Now available in English from Banner of Truth: John Calvin's _Sermons on the Beatitudes_







Book Title: Sermons on the Beatitudes 
Author : John Calvin 
Price: $ 20.00 
ISBN#: 0851519342 
Binding: Cloth-bound 
Page Count : 128 
Description: Among the many activities which claimed Calvin’s attention during his long ministry in Geneva (1536-1538; 1541-1564), preaching was the most public and perhaps the most influential. Public because, for many years, twice on Sundays and daily in alternate weeks, the Reformer stood before a congregation of townsfolk, refugees and visitors to teach, warn, appeal, counsel, admonish, and encourage. Influential because, vital as the Institutes, commentaries and treatises were to the defense and propagation of Christian doctrine, it was the Word preached and applied from the pulpit which above all fashioned Geneva’s evangelical culture and made it the nerve-centre of Reformed Protestantism. This volume presents readers with a short series of sermons on the Beatitudes, translated for the first time into English by Robert White. They comprise Calvin’s exposition of Matthew 5:1-12, Mark 3:13-19 and Luke 6:12-26. Five sermons were preached on the Beatitudes in the course of an extended treatment of the Synoptic Gospels. Begun in July 1559, this series had still not been completed by February 1564, when ill health forced the Reformer’s retirement from the pulpit. His absence was to be permanent: he died three months later, in May 1564. The late date of these sermons, therefore, marks them out as a definitive example of the Reformer’s mature pulpit style. They represent his very last effort to elucidate a New Testament text in the context of regular public worship. Translated into a modern idiom, this book will transport the reader back into sixteenth-century Geneva, where he can hear the Reformer preach on issues of perennial Christian concern. 
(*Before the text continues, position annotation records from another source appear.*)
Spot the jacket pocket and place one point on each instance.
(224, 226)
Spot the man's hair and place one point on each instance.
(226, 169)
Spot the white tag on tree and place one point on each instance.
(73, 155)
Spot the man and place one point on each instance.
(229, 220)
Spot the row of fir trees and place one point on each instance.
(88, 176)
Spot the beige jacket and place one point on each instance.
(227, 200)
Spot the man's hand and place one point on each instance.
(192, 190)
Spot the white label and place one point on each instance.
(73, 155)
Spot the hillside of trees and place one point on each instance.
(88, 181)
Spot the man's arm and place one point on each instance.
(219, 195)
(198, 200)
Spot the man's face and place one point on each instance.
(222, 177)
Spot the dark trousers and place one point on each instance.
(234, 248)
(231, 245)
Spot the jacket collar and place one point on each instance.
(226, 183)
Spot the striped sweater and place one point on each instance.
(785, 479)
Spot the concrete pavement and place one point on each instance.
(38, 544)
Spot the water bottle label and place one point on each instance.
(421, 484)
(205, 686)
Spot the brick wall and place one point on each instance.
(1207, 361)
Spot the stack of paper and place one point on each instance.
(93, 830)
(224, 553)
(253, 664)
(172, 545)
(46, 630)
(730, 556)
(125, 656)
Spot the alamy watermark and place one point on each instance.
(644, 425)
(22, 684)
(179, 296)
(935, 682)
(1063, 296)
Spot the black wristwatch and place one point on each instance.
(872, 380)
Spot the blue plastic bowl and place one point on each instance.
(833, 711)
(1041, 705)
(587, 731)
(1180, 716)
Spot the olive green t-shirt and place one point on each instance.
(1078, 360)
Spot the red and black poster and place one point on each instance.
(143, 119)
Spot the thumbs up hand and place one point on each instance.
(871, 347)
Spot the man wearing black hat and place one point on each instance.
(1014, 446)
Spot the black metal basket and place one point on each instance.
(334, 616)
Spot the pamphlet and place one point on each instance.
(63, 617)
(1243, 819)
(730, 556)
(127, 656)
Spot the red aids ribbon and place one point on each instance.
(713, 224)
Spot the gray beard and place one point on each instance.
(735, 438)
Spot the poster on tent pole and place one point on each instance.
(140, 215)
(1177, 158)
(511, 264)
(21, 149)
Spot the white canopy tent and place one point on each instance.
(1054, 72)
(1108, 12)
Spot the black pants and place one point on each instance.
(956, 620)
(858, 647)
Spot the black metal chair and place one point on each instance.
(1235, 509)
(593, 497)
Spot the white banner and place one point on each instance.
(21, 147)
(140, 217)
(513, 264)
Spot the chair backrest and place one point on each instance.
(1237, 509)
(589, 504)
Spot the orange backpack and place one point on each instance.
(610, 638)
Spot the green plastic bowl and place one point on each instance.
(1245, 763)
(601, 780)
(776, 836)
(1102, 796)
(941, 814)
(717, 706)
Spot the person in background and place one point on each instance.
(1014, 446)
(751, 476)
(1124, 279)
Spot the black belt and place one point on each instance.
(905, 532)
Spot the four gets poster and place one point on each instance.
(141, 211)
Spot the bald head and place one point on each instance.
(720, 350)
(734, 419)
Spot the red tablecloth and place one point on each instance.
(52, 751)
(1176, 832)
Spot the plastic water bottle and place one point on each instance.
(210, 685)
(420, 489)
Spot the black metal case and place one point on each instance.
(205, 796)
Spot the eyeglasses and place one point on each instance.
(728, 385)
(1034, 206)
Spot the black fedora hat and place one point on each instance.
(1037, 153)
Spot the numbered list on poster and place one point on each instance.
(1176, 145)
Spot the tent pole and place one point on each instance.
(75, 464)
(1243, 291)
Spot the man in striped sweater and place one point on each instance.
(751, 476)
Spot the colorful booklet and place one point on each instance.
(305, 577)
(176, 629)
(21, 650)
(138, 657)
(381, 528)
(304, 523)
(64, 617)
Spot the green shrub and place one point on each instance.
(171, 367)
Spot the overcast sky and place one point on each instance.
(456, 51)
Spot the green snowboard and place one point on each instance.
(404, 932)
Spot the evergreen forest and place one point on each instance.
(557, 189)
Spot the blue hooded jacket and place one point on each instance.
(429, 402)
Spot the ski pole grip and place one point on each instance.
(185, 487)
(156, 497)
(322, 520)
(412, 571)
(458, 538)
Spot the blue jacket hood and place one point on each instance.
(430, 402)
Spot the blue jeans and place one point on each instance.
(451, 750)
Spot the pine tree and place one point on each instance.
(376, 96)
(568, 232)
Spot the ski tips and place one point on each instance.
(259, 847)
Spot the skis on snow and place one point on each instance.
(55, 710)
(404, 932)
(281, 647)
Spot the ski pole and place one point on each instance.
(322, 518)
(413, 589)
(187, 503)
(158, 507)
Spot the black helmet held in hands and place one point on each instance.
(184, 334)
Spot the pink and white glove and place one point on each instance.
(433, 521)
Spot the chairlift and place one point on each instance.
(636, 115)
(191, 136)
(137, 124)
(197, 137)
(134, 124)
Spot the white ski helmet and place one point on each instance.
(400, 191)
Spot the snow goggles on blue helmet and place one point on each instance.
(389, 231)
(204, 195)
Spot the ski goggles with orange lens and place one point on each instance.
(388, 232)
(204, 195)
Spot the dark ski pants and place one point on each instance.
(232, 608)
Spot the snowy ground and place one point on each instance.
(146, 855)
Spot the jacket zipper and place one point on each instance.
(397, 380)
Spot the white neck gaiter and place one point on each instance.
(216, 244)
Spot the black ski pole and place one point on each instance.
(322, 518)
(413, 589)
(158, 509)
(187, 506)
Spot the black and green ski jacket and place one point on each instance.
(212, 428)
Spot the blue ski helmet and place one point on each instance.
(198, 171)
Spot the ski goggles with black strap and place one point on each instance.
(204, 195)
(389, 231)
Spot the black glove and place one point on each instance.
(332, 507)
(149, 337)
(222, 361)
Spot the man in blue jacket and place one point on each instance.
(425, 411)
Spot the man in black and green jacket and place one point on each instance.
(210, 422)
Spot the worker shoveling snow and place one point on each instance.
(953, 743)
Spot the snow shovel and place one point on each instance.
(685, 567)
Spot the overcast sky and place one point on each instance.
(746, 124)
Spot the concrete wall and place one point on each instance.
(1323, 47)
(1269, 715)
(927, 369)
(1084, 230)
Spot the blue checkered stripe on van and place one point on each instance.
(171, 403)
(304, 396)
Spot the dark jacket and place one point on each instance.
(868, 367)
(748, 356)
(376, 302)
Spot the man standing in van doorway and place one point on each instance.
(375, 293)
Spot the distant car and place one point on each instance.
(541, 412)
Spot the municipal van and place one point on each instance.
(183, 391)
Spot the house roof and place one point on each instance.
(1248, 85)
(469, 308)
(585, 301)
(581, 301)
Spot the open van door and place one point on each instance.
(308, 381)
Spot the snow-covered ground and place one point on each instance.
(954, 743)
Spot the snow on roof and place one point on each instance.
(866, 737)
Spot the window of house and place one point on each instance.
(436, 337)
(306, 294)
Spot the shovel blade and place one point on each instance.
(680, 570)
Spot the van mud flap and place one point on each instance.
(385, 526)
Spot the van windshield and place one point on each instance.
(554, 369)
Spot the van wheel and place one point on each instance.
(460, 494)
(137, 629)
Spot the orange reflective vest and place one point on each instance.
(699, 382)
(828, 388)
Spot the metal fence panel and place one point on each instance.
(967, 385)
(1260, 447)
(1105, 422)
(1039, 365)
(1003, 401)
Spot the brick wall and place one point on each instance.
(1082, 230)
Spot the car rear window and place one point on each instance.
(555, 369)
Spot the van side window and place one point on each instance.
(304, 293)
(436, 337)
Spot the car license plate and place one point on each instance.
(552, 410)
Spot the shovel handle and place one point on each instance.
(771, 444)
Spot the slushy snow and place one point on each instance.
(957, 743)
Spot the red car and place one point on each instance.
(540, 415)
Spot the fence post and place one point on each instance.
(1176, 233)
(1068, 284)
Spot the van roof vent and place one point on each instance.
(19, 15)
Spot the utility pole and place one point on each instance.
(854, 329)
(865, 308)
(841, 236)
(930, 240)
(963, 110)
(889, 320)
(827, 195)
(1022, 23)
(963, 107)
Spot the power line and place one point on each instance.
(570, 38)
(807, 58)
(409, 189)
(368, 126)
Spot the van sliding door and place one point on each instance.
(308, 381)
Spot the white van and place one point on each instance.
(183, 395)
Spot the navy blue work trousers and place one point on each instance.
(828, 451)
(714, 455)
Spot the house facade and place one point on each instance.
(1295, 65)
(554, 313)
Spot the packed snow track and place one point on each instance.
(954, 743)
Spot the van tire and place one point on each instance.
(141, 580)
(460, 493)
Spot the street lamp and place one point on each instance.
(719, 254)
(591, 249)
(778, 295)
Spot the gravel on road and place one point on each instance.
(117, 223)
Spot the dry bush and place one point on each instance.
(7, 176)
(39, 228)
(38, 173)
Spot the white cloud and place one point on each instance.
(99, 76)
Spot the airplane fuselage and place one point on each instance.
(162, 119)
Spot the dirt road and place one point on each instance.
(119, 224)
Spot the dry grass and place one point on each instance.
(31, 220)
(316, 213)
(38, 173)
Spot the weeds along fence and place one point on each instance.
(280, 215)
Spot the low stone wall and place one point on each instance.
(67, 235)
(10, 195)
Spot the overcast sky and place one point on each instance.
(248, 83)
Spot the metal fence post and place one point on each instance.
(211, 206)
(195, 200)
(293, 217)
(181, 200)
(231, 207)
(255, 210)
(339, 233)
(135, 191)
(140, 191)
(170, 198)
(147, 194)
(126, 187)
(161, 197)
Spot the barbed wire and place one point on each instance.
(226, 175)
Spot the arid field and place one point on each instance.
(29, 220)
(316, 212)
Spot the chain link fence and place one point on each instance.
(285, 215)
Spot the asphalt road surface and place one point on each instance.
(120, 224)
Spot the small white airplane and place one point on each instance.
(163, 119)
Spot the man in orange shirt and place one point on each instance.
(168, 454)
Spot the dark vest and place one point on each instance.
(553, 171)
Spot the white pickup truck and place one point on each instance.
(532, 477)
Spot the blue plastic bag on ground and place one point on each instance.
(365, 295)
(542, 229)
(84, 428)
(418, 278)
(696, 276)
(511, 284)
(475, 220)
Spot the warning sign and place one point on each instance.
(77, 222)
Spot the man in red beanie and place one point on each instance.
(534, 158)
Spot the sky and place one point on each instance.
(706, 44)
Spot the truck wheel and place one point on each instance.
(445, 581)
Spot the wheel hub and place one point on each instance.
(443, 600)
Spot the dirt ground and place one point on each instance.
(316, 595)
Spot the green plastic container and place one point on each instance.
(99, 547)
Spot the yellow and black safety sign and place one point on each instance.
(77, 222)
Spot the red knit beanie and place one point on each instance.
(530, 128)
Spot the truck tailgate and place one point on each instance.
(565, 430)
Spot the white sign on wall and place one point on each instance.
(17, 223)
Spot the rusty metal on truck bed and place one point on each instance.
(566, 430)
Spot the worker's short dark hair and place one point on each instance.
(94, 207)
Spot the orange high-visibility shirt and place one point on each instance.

ABOUT THE TRANSLATOR Until recently Robert White taught in the Department of French Studies, University of Sydney, Australia, and has a specialist interest in the Reformation in French-speaking areas of Europe.


----------



## crhoades (Oct 16, 2006)

Very Cool. I checked a few places and they don't have them for sell yet. Know of anywhere stateside? Amazon said up to 3 weeks...


----------



## VirginiaHuguenot (Oct 16, 2006)

According to Steve Burlew, copies have arrived at Banner of Truth's PA office as of last week.


----------



## Semper Fidelis (Oct 16, 2006)

Wow. That sounds great. Months ago I decided to take up and read Calvin's commentaries on Galatians when I was leading a Bible study on the book. I was not prepared for how profound his insights would be. His insights into the Word of God simply blow you away at times.


----------



## crhoades (Oct 18, 2006)

Westminster Bookstore has it for 30% off @ $14.00.


----------



## VirginiaHuguenot (Oct 18, 2006)

> _Originally posted by crhoades_
> Westminster Bookstore has it for 30% off @ $14.00.



Cool beans!


----------